A harbinger of global warming

Profile picture of Hans Oeschger

The Oeschger Centre is named after the world-renowned physicist Hans Oeschger (1927 – 1998), who was a professor and researcher at the University of Bern. In 1963, he founded the department of Climate and Environmental Physics at the University of Bern. Through his pioneering work, Hans Oeschger provided fundamental knowledge for the understanding of the Earth system. He was able to demonstrate, among other things, that the rising concentrations of greenhouse gases in the atmosphere are a result of the burning of fossil fuels. 

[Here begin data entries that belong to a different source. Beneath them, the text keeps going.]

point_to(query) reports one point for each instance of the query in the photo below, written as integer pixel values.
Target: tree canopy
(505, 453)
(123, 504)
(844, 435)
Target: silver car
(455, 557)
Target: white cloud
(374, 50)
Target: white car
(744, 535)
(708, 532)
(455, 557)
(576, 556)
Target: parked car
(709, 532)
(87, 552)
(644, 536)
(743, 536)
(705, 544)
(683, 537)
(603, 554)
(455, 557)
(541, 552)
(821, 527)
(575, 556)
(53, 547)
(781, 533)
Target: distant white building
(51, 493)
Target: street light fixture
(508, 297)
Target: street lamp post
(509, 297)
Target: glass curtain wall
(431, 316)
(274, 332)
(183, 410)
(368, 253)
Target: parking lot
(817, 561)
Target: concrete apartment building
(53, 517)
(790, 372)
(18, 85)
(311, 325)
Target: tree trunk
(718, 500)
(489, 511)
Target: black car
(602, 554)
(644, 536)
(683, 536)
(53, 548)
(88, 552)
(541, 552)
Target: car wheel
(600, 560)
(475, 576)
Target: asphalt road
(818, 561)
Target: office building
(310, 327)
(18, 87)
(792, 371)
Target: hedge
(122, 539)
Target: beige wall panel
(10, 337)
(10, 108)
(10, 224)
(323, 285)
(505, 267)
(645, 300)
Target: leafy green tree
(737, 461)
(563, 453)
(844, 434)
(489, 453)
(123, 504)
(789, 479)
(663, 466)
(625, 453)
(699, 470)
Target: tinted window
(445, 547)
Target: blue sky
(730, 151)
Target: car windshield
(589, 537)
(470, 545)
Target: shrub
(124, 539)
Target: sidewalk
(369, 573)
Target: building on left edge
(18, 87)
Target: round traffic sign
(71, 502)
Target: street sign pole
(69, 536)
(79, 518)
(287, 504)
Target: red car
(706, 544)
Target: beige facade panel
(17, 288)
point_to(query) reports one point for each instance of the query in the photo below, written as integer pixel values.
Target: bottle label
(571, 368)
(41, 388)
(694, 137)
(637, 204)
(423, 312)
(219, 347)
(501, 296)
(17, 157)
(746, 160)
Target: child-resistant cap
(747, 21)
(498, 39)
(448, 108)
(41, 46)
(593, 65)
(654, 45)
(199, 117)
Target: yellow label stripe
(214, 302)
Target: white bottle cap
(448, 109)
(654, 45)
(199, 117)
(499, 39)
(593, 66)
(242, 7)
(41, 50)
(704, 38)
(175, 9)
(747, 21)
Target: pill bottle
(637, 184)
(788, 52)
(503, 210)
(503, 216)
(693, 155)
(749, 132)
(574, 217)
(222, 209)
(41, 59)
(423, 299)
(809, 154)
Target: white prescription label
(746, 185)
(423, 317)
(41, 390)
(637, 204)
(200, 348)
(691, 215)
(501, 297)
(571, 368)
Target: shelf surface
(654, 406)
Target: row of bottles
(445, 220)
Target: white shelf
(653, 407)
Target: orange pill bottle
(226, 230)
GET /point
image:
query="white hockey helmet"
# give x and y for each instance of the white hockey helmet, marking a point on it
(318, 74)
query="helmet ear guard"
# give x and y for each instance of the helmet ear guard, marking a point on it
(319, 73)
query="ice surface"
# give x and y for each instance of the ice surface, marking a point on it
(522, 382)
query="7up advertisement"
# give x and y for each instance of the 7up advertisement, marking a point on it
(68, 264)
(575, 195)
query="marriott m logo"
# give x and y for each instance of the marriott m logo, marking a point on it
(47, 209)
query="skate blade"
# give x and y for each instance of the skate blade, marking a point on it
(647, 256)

These findings have become cornerstones of today's climate research. Together with the Danish geophysicist Willi Dansgaard, Hans Oeschger was able to show that climate changes were taking place at an alarmingly rapid pace. A series of climatic swings, termed the Dansgaard-Oeschger events, are evidence of the risks that climate change brings about.

Hans Oeschger in a field lab

One of Oeschger's major achievements was to apply methods of modern physics to the study of the Earth system. In 1962, he began to study firn (unconsolidated snow) and ice, which contain physical and chemical information about the environment. His participation in international expeditions to Greenland and Antarctic gave his research team direct access to polar ice cores.

Hans Oeschger doing field work in Greenland

The insight into global climate prompted Hans Oeschger to become actively involved. Consequently, he announced the results from his fundamental research to the general public and warned early of the consequences of changes of the greenhouse effect. In 1992, he was one of the authors of the First Assessment Report of the Intergovernmental Panel on Climate Change (IPCC) and he was a founding director of the Past Global Changes (PAGES) programme of the International Geosphere-Biosphere Programme (IGBP).

In 1967 Hans Oeschger led a small ice core drilling expedition to Greenland. The short documentary Camp 3 provides an insight into these adventurous pioneering days of polar research at the University of Bern (in German).